The purpose of the meeting was to review how the Houston Police Department and its coordinating entities respond to and investigate officer-involved shootings. Council Member Abbie Kamin, chair of the committee, organized the meeting in response to a string of six police shootings in Houston since January.
With renewed focus on the issue spurred by the death of Houstonian George Floyd in Minneapolis in police custody and the subsequent nationwide protests, many speakers reported growing impatience with the results of previous police reform efforts.
“We deserve a seat at the table. ... Everything that I have heard up until this point has been the same old rhetoric for 40 years. Now, it's time for no more reform; it's time for change,” said Synnachia McQueen, who lives in Third Ward, the same neighborhood Floyd was from.
A series of exchanges between City Council members and the chair of the Houston Independent Police Oversight Board, Marvin Hamilton, exposed a lack of transparency that many speakers latched onto during the comment session.
When Council Member Edward Pollard asked Hamilton how a member of the board becomes chair, Hamilton replied, “Simply by being a good panel member.”
When Pollard asked who makes that decision, Hamilton replied that he, the chair of the board, decides who serves as chair.
After an unclear explanation of what types notations the oversight board takes of its weekly meetings, Hamilton told Council Member Carolyn Evans Shabazz that he cannot release meeting notes to the public but can confirm that they exist.
“I had a whole spiel ready for this, but after the presentations, I was underwhelmed,” commenter Timothy Green said. “The oversight committee has incompetent leadership. That was a joke.”

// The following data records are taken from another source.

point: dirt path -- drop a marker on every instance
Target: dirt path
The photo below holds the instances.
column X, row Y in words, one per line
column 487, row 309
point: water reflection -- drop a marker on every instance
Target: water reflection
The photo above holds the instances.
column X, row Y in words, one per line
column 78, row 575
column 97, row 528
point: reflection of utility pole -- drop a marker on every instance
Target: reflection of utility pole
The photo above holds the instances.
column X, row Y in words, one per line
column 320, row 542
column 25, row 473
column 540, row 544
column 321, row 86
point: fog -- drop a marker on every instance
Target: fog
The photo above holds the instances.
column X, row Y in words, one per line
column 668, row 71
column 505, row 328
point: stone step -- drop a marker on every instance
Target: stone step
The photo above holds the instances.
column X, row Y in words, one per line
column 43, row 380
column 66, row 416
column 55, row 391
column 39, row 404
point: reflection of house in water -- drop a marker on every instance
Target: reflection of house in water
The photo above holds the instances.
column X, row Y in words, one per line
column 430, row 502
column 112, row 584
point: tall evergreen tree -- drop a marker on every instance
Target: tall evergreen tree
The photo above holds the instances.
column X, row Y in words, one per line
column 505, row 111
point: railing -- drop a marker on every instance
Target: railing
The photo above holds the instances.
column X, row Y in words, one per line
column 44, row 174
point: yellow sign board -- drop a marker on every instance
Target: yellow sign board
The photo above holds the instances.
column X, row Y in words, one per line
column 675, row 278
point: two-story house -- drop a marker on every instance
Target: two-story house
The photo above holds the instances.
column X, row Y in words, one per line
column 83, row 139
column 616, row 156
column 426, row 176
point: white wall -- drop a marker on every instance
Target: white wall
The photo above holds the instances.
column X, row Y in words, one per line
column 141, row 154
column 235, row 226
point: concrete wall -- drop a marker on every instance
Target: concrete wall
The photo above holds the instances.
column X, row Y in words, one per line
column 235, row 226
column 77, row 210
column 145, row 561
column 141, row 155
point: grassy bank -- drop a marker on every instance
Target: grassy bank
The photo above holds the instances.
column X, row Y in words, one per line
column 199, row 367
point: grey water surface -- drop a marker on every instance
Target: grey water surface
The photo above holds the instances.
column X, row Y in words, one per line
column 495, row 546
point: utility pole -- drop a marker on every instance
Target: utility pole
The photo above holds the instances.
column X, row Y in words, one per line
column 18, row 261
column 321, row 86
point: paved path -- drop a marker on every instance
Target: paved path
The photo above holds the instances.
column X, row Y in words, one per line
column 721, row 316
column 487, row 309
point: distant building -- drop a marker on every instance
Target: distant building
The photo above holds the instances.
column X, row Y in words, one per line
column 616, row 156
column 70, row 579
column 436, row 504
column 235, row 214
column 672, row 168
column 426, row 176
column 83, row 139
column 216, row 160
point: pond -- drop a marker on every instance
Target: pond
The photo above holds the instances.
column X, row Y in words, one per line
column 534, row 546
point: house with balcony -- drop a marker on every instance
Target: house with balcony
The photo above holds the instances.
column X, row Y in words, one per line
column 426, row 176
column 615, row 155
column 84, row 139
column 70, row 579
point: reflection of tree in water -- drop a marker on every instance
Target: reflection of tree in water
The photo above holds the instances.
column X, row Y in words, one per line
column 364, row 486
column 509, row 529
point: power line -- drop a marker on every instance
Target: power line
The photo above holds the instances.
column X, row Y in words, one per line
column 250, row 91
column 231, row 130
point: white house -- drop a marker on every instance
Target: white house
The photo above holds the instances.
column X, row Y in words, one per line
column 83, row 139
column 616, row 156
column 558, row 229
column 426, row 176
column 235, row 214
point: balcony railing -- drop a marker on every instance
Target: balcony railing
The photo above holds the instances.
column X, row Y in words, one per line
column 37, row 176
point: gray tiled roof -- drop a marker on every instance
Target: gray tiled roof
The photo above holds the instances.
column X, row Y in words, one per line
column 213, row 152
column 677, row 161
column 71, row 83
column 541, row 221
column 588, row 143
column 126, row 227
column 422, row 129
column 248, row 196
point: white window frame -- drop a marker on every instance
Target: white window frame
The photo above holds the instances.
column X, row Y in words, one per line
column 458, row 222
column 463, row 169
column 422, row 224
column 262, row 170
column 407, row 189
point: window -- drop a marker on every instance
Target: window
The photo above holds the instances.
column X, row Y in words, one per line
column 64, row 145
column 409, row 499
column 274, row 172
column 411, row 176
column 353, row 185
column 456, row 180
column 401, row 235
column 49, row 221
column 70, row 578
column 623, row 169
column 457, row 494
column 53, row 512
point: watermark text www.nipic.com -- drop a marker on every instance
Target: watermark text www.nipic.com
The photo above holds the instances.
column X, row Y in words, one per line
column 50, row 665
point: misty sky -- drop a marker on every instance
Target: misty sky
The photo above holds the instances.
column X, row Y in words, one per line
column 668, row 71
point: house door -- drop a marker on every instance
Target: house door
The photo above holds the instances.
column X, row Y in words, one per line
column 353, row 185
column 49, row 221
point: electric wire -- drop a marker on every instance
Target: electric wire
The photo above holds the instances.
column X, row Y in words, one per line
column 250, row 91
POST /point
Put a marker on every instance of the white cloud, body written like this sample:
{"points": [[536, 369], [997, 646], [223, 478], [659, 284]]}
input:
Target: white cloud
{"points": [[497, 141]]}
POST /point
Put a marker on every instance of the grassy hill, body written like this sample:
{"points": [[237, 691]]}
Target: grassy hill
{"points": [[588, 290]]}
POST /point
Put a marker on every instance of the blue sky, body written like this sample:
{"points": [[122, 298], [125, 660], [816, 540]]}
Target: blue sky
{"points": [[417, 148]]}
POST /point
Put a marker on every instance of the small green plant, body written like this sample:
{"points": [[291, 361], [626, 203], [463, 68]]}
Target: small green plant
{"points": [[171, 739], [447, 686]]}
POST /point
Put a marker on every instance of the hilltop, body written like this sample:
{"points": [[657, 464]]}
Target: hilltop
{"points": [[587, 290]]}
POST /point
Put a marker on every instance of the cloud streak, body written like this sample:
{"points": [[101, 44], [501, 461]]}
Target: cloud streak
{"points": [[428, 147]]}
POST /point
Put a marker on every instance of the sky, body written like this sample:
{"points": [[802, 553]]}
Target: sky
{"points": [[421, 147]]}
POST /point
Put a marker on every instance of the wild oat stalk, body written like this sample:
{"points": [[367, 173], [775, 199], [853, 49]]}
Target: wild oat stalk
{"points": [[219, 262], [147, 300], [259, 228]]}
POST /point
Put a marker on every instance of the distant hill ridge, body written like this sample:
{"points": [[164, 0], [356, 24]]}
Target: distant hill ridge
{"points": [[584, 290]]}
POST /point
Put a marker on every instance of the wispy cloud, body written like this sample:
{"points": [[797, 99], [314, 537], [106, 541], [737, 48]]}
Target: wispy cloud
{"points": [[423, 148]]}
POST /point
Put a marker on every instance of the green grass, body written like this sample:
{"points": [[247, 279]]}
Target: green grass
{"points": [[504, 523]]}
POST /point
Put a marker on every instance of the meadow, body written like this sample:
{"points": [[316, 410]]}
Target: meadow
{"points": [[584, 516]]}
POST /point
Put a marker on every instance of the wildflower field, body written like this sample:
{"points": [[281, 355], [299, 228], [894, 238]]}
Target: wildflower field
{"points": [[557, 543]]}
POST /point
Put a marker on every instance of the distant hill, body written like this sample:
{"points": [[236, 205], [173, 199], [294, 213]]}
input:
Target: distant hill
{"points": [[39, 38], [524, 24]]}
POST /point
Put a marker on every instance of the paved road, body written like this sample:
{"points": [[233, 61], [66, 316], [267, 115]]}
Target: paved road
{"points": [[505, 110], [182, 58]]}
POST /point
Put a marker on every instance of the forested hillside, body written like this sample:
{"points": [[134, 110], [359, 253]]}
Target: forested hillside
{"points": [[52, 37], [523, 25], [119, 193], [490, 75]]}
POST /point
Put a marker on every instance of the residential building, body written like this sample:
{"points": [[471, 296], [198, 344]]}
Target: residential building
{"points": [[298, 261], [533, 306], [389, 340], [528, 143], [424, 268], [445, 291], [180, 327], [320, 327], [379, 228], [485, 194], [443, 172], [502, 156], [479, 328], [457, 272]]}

Shelley Kennedy, a former candidate for the Houston City Council District C seat held by Kamin, called in to comment and said that she believed the board needed more independence from the police department, the power to issue subpoenas and more ability to communicate their findings.
“I am a current member of the Independent Police Oversight Board, and we are not allowed to speak on any of the cases we review,” Kennedy said. “But as an activist, it keeps me up at night. When I suggested that there be a liaison to City Council to be able to see what we see, the answer given to me was that the Office of the Inspector General was the liaison, but they didn’t see the same footage we do.”
Some of the dozens of speakers who called in asking for reduced police funding cited the lack of transparency among police oversight boards boards and its lack of independent authority as an example of failed police reform efforts.
“This whole call has shown us that reform does not work. These measures of psych testing and wellness are valued and appreciated but not mandatory. The process of screening cops who are moving around is not transparent, and the chief who called in—the policy wasn’t even clear to him,” speaker Loyce G. said. “How are we supposed to truly believe that all these measures put into place to actually make sure that everybody is accountable are even working?”
The speaker said she echoed other commenters who called for a 25% decrease in police funding per year and, ultimately, the abolition of the department.
Others, however, still saw opportunities for reform.
“One solution is about creating an oversight board to reflect us, chosen by us and that also is inclusive with some law enforcement officers but also stakeholders who have a vested interest in our communities,” said Angela Johnson, an Acres Homes resident and member of Texas Organizing Project. “We need principals, people like myself who are former law enforcement officers, past sheriffs, food service workers, bus drivers, coaches—these are the people who are actively communicating with our communities every day.”
The contract between the city and the Houston Police Officers Union was also the target of calls for increased transparency and accountability. The contract outlines salary and benefits, such as pension and liability insurance for the city’s police officers. Negotiations are ongoing leading up to the contract’s expiration Dec. 31, 2020.
A lawyer for the Texas Workers Defense project laid out a series of policy suggestions, including keeping the contract negotiations open to the public.
Contractual obligations make up 92% of the police budget, meaning they could not be altered during the June 10 City Council vote.
Kamin said that a compilation of all the comments and suggestions offered at the June 25 meeting in addition to answers to questions asked by public speakers will be available to the public by July 15.